There is a difficulty in fault monitoring, that phenomena which may be of a transient nature may be indicative of the presence of an actual or imminent underlying problem, but may instead be no more than statistical fluctuations of no significance. A transient fault which appears to clear itself may signify that the cause has ceased, or it may signify that there is a underlying problem and the fault will recur under certain conditions. A particular special case of this problem occurs when an alarm is triggered by a property of the system exceeding a predetermined threshold value. If the threshold value is set too high the alarm indicator will not be triggered until the situation is already critical, leaving no margin in which to take remedial action. However, if the threshold is set too low there will be an excessive number of false alarm indications. The importance of transient faults may differ according to individual customers' requirements. To a customer whose terminal equipment includes error-correction facilities intermittent, transient, faults may be unimportant. However, to a customer for whom any interruption, however short, necessitates a re-start operation involving complex security procedures or a site visit to re-set equipment, a large number of transient interruptions are much worse than a single interruption of longer length.
Transient faults have to be handled differently from non-transient faults. Transient faults clear themselves, so there is no need to take any remedial action to clear them manually. However, because they clear themselves, it is difficult to investigate the cause of a transient fault, or to identify patterns which may indicate an underlying problem.
A prior art fault-monitoring system is known from IBM Technical Disclosure Bulletin No. 7 (December 1992). Each second, this system records whether or not a fault is present, by detecting transmission errors.
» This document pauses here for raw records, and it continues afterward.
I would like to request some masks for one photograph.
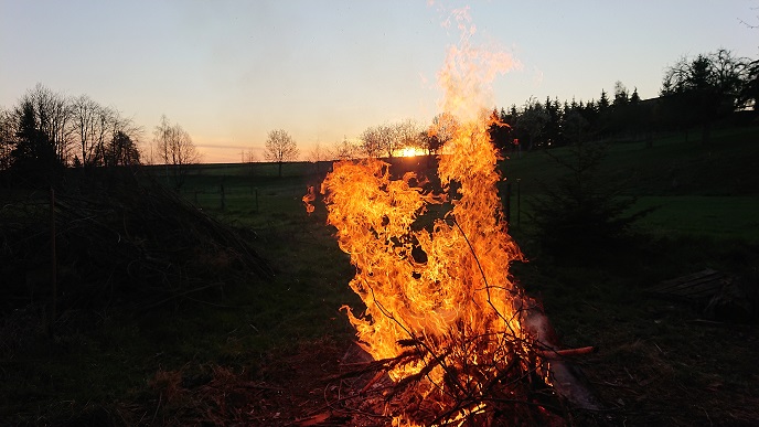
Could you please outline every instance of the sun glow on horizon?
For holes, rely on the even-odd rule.
[[[397,157],[417,157],[426,156],[427,151],[420,149],[419,147],[404,147],[396,151]]]

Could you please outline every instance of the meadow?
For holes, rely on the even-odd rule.
[[[715,131],[707,146],[680,135],[652,148],[610,143],[606,179],[623,183],[632,210],[656,209],[622,250],[575,264],[543,255],[531,224],[531,199],[564,171],[541,151],[506,153],[499,164],[502,194],[511,184],[510,234],[527,259],[512,265],[515,279],[566,346],[597,348],[573,362],[607,410],[574,414],[578,425],[759,421],[756,306],[750,319],[707,319],[694,301],[648,291],[705,268],[757,290],[757,142],[759,128]],[[552,151],[569,156],[563,150]],[[424,160],[403,161],[424,169]],[[18,327],[39,316],[22,306],[6,313],[3,337],[30,337],[0,348],[0,424],[285,426],[322,413],[329,378],[353,349],[340,308],[361,306],[323,204],[307,215],[301,201],[329,168],[288,163],[279,178],[274,164],[203,164],[188,175],[182,198],[245,231],[274,271],[267,279],[225,279],[218,267],[211,274],[223,287],[148,310],[100,307],[52,337]],[[160,169],[151,174],[161,182]]]

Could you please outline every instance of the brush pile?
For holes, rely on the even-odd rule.
[[[130,173],[82,180],[56,190],[54,201],[46,191],[3,199],[3,310],[47,305],[54,288],[58,312],[149,309],[271,275],[248,244],[255,235]]]

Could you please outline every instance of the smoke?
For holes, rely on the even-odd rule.
[[[439,107],[443,113],[469,121],[480,117],[483,109],[492,108],[495,104],[493,81],[517,63],[499,46],[473,45],[477,26],[469,7],[451,11],[442,25],[450,28],[453,23],[459,31],[459,43],[448,47],[446,62],[438,73],[438,84],[443,90]]]

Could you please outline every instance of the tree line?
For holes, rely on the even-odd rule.
[[[728,50],[683,56],[665,70],[658,97],[641,99],[617,82],[613,93],[587,102],[531,98],[521,107],[494,108],[490,135],[502,149],[532,150],[584,140],[641,139],[655,132],[702,130],[708,141],[714,124],[744,109],[756,109],[759,98],[759,60],[737,57]],[[317,145],[310,161],[360,157],[438,153],[452,137],[456,118],[436,116],[430,124],[413,119],[366,128],[355,140],[344,138],[330,147]],[[50,181],[63,168],[171,164],[180,186],[186,166],[200,161],[190,135],[165,116],[153,130],[149,152],[138,143],[143,129],[113,107],[87,95],[65,96],[42,84],[24,94],[10,109],[0,108],[0,171],[28,180]],[[299,150],[282,129],[269,132],[266,159],[281,163],[297,160]],[[253,156],[249,156],[253,160]],[[167,169],[167,175],[169,174]]]
[[[11,108],[0,108],[0,171],[29,183],[52,183],[65,168],[172,164],[175,181],[183,167],[200,160],[190,135],[165,116],[143,152],[145,131],[118,109],[88,95],[67,96],[42,84]]]
[[[652,143],[660,132],[702,130],[707,142],[715,122],[736,111],[756,109],[759,98],[759,60],[737,57],[720,49],[713,53],[683,56],[669,66],[658,97],[641,99],[622,82],[598,99],[559,102],[530,98],[524,105],[494,108],[490,136],[503,150],[521,151],[562,147],[581,141],[645,139]],[[456,118],[441,114],[423,126],[406,119],[366,128],[354,141],[343,139],[323,148],[317,146],[308,160],[360,157],[392,158],[414,147],[428,154],[451,138]]]

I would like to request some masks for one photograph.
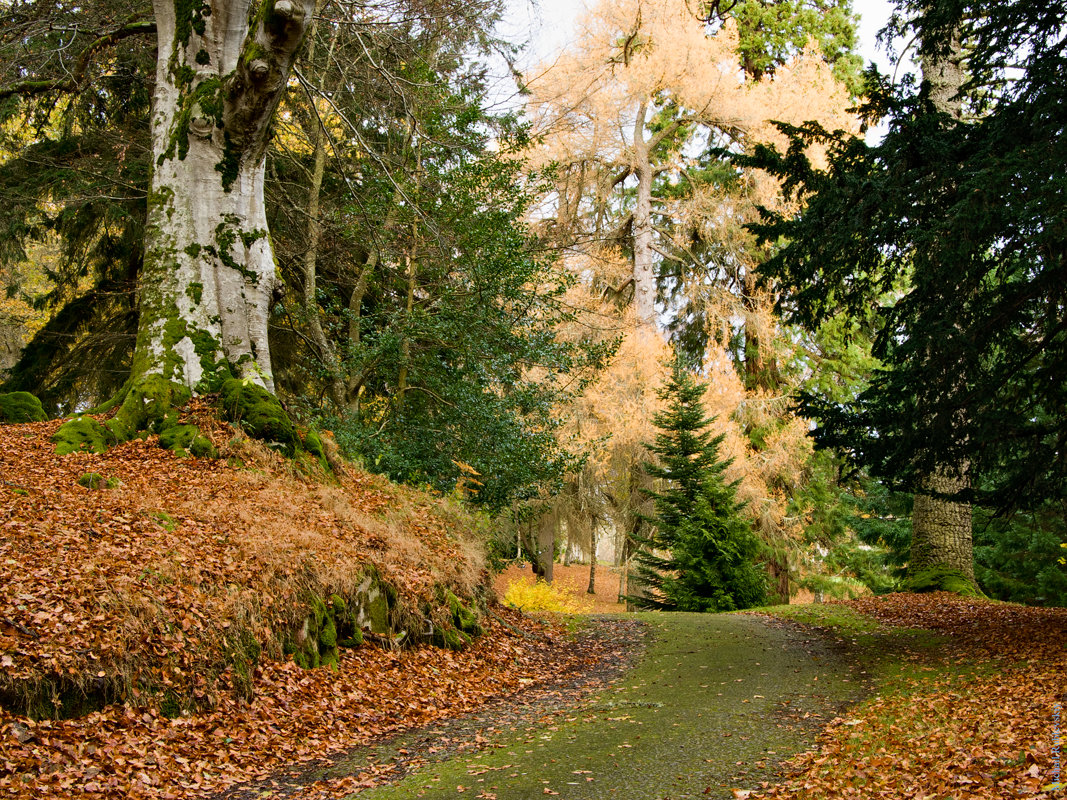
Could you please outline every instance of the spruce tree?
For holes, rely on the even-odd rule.
[[[667,403],[653,421],[659,433],[649,449],[658,464],[646,471],[666,482],[649,492],[652,532],[639,540],[631,601],[665,611],[731,611],[760,605],[766,576],[757,565],[760,542],[740,515],[736,484],[728,483],[719,459],[722,436],[713,436],[704,416],[704,387],[679,362],[659,391]]]

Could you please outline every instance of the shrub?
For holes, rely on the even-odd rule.
[[[588,613],[592,603],[567,587],[519,578],[508,583],[504,592],[505,605],[520,611],[553,611],[555,613]]]

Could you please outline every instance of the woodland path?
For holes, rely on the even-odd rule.
[[[605,615],[578,636],[624,645],[621,663],[593,676],[600,688],[541,689],[353,751],[296,783],[399,763],[400,780],[361,800],[732,798],[773,780],[866,690],[855,652],[764,617]],[[262,788],[253,796],[287,794]]]

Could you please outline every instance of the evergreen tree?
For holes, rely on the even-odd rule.
[[[703,394],[680,362],[659,391],[667,407],[654,419],[660,433],[649,448],[659,465],[644,468],[667,486],[649,492],[653,532],[640,540],[635,556],[643,592],[631,599],[641,608],[731,611],[766,597],[766,577],[755,563],[760,542],[739,513],[735,485],[723,476],[730,462],[719,459],[722,436],[708,430]]]
[[[738,159],[799,201],[752,226],[785,243],[763,274],[790,321],[879,307],[883,368],[853,401],[812,395],[802,407],[816,442],[894,487],[999,510],[1067,492],[1065,22],[1050,0],[902,3],[897,25],[927,64],[951,60],[962,31],[958,111],[943,81],[871,73],[867,115],[889,121],[879,144],[809,124],[790,130],[786,154]],[[825,170],[805,156],[813,142]],[[946,466],[966,480],[928,486]]]

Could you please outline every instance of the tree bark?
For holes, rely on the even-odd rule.
[[[227,362],[273,390],[265,157],[314,3],[154,0],[154,169],[132,375],[192,389]]]
[[[589,529],[589,587],[586,594],[596,594],[596,521]]]
[[[911,511],[911,554],[908,573],[945,567],[974,580],[971,503],[946,497],[967,487],[967,480],[941,471],[926,477],[930,494],[915,495]]]
[[[960,90],[967,75],[962,67],[962,46],[958,34],[952,36],[949,50],[943,55],[925,54],[921,62],[934,108],[955,121],[961,119],[964,101]],[[958,423],[966,425],[966,421],[960,419]],[[951,499],[952,495],[968,487],[966,473],[966,464],[936,467],[923,479],[925,491],[915,494],[911,512],[910,577],[930,567],[943,567],[961,573],[974,583],[971,505]]]

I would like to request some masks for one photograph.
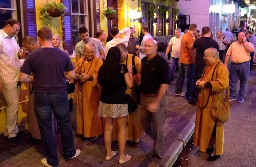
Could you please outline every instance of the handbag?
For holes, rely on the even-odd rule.
[[[216,65],[212,73],[211,76],[211,81],[213,80],[213,77],[215,73],[215,70],[218,66],[218,65],[220,62],[219,61]],[[203,75],[204,75],[204,73]],[[216,112],[212,112],[212,115],[213,117],[216,119],[218,122],[225,123],[229,119],[230,115],[230,102],[229,101],[229,86],[227,88],[224,90],[224,92],[226,93],[226,95],[224,97],[220,93],[218,93],[216,95],[217,99],[216,101],[218,102],[218,105],[217,106],[212,106],[213,108],[215,108]],[[212,92],[212,89],[211,90],[209,95],[207,98],[206,103],[203,107],[199,107],[201,109],[203,109],[206,107],[209,101],[210,97],[211,96]]]
[[[122,67],[121,68],[121,73],[124,73],[124,67]],[[125,86],[124,89],[125,90],[126,90],[127,87]],[[137,109],[138,108],[138,104],[133,99],[133,97],[127,93],[125,94],[125,100],[128,105],[128,111],[129,114],[130,114],[137,110]]]
[[[225,97],[220,93],[217,95],[218,106],[215,110],[216,112],[212,112],[212,116],[218,122],[223,123],[228,121],[230,115],[229,86],[224,90],[225,91],[226,95]]]
[[[128,112],[130,114],[137,110],[138,105],[131,95],[128,93],[125,95],[125,100],[128,105]]]

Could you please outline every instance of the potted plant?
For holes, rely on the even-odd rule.
[[[53,24],[53,19],[59,16],[61,16],[62,23],[65,15],[64,10],[66,9],[67,8],[62,3],[57,3],[54,2],[46,3],[41,7],[40,10],[39,18],[42,20],[42,25],[51,27]]]
[[[103,16],[105,16],[108,19],[113,20],[117,15],[116,10],[112,8],[107,8],[103,12]]]

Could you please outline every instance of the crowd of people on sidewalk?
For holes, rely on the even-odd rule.
[[[29,83],[29,128],[33,138],[41,139],[44,165],[59,165],[54,139],[57,125],[65,159],[81,153],[75,148],[70,124],[68,97],[75,89],[76,135],[93,142],[104,134],[106,160],[116,156],[111,145],[117,141],[118,163],[129,161],[131,156],[125,153],[126,141],[139,149],[140,138],[145,132],[153,132],[152,157],[161,161],[163,127],[168,112],[166,92],[172,84],[176,84],[176,95],[184,97],[188,103],[197,106],[193,140],[199,151],[209,152],[209,161],[223,153],[224,123],[214,116],[222,107],[218,102],[220,98],[230,91],[229,102],[237,97],[242,103],[246,98],[250,60],[256,53],[256,37],[252,32],[241,31],[236,40],[227,28],[224,33],[218,31],[215,39],[209,27],[203,27],[199,34],[197,26],[192,24],[183,36],[181,29],[176,29],[166,46],[153,39],[146,25],[141,28],[144,36],[140,44],[133,36],[133,28],[119,31],[113,25],[109,35],[112,39],[104,46],[104,31],[99,31],[94,38],[90,37],[83,27],[79,30],[81,40],[75,47],[74,66],[61,37],[46,27],[38,31],[38,41],[30,36],[22,39],[23,47],[29,52],[25,56],[19,52],[14,37],[20,27],[11,19],[0,30],[0,90],[7,103],[4,135],[10,144],[17,144],[21,82]],[[19,58],[25,58],[22,67]],[[240,88],[236,87],[239,79]],[[138,105],[135,111],[131,110],[128,100]]]

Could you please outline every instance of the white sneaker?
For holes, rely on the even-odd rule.
[[[76,158],[76,157],[78,156],[79,155],[80,155],[81,153],[81,150],[80,150],[79,149],[78,149],[77,150],[76,150],[76,154],[74,156],[73,156],[72,158],[70,158],[69,159],[69,160],[70,160],[70,159],[72,159],[73,158]]]
[[[185,96],[185,93],[183,92],[182,92],[179,93],[175,93],[175,95],[176,95],[176,96]]]
[[[47,161],[46,160],[46,158],[44,158],[42,160],[41,160],[41,162],[42,164],[45,166],[48,166],[49,167],[53,167],[53,166],[51,166],[47,163]]]

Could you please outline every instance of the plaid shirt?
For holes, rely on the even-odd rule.
[[[20,47],[14,37],[10,38],[0,30],[0,83],[19,81],[21,62],[18,56]]]
[[[216,42],[217,42],[218,43],[218,44],[219,44],[219,50],[225,50],[227,49],[227,47],[225,46],[222,42],[222,39],[223,39],[223,37],[224,36],[222,36],[221,39],[218,38],[216,40]],[[224,42],[226,42],[228,41],[229,41],[227,37],[225,36],[224,38]]]

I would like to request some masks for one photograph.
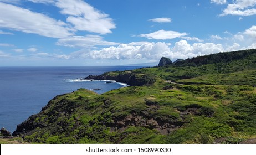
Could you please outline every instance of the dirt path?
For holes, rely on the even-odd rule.
[[[184,84],[178,84],[178,83],[176,83],[176,82],[172,82],[172,81],[171,81],[171,80],[168,80],[168,81],[166,81],[165,82],[167,82],[167,83],[173,84],[176,84],[176,85],[185,85]]]

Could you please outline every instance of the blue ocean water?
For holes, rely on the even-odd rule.
[[[40,112],[56,95],[86,88],[102,94],[125,86],[103,81],[83,80],[88,75],[140,66],[0,67],[0,128],[11,132]]]

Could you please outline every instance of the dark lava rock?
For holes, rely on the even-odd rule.
[[[165,65],[171,64],[172,64],[172,61],[168,58],[166,57],[162,57],[160,59],[160,61],[159,61],[159,64],[157,65],[158,67],[161,67]]]
[[[0,132],[1,132],[1,135],[2,135],[2,136],[4,136],[4,137],[11,137],[11,136],[12,136],[12,134],[11,133],[11,132],[7,130],[4,127],[1,128],[1,130],[0,130]]]

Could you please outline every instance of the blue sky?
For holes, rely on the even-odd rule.
[[[0,0],[0,66],[110,66],[256,48],[256,0]]]

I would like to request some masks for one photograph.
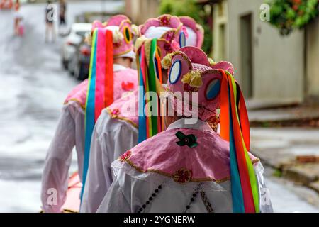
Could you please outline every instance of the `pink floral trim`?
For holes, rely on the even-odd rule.
[[[128,150],[124,154],[120,156],[120,161],[123,162],[126,161],[128,158],[130,158],[130,155],[132,155],[132,152],[130,150]]]
[[[192,175],[191,170],[181,168],[175,171],[173,179],[176,182],[185,184],[191,181]]]
[[[167,16],[164,16],[161,18],[160,18],[160,23],[162,26],[169,26],[170,23],[170,18]]]
[[[116,118],[120,114],[120,110],[118,109],[114,109],[111,111],[110,115],[112,118]]]

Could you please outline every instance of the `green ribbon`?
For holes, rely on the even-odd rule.
[[[185,135],[181,131],[176,133],[175,135],[179,139],[179,141],[176,142],[178,145],[182,147],[187,145],[189,148],[195,148],[198,145],[196,137],[193,134]]]

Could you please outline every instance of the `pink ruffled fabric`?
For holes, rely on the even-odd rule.
[[[177,131],[197,138],[198,145],[179,146]],[[130,152],[129,152],[130,153]],[[179,170],[191,171],[192,179],[221,181],[230,177],[229,143],[213,131],[189,128],[166,130],[130,150],[125,160],[140,170],[174,175]],[[250,154],[252,160],[256,157]]]
[[[138,126],[138,90],[113,102],[108,110],[111,117],[117,118]]]
[[[67,96],[65,104],[69,101],[76,101],[82,107],[86,101],[87,79],[75,87]],[[114,72],[114,101],[120,99],[123,94],[136,90],[138,88],[138,72],[136,70],[127,68]]]

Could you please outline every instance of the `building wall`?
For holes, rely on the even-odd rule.
[[[307,46],[307,97],[319,100],[319,18],[308,26],[306,30]]]
[[[259,7],[264,0],[228,0],[228,56],[234,65],[239,82],[243,84],[245,78],[241,74],[240,16],[252,13],[252,98],[273,102],[302,101],[305,80],[303,32],[280,36],[277,29],[259,18]]]
[[[136,24],[159,16],[160,0],[125,0],[125,14]]]

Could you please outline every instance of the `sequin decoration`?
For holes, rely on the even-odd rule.
[[[175,135],[179,139],[179,141],[176,142],[176,143],[181,147],[187,145],[189,148],[195,148],[198,145],[197,138],[193,134],[186,135],[182,132],[178,131],[175,133]]]
[[[130,158],[130,155],[132,155],[132,152],[130,150],[128,150],[127,152],[125,152],[124,154],[123,154],[122,155],[120,156],[119,160],[120,161],[125,162],[126,161],[128,158]]]
[[[120,110],[118,109],[114,109],[111,110],[111,111],[110,111],[110,116],[112,118],[116,118],[119,114],[120,114]]]
[[[191,170],[181,168],[174,173],[173,179],[176,182],[185,184],[191,181],[192,175]]]

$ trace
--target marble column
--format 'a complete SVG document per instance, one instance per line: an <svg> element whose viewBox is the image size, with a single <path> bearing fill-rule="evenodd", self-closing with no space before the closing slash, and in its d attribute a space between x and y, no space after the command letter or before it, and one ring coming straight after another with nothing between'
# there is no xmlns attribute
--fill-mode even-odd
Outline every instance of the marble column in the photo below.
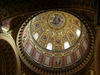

An alert is sent if the number X of individual seconds in which a fault was detected in a period of 15 minutes exceeds a first threshold L or if in a period of 24 hours the number Z of individual seconds in which a fault was detected exceeds a second threshold which is, in proportion to the size of the measurement period, much lower than L. This arrangement allows statistically significant changes in fault rate to be detected for both long and short periods, allowing sudden large changes to be detected promptly, and also detecting smaller long-term changes which, because of the larger sample size, are statistically significant, without false alerts caused by normal short-term statistical fluctuations.
This prior art system only monitors the number of seconds in which a fault is present. It takes no account of the duration of the individual faults. For example, a report of nine "errored seconds" in a 15 minute period could be caused by nine individual faults each of less than one second, or a single fault of nine seconds. It also makes no provision for separate faults occurring simultaneously, or of overlapping duration; only a maximum of one fault per second can be recorded.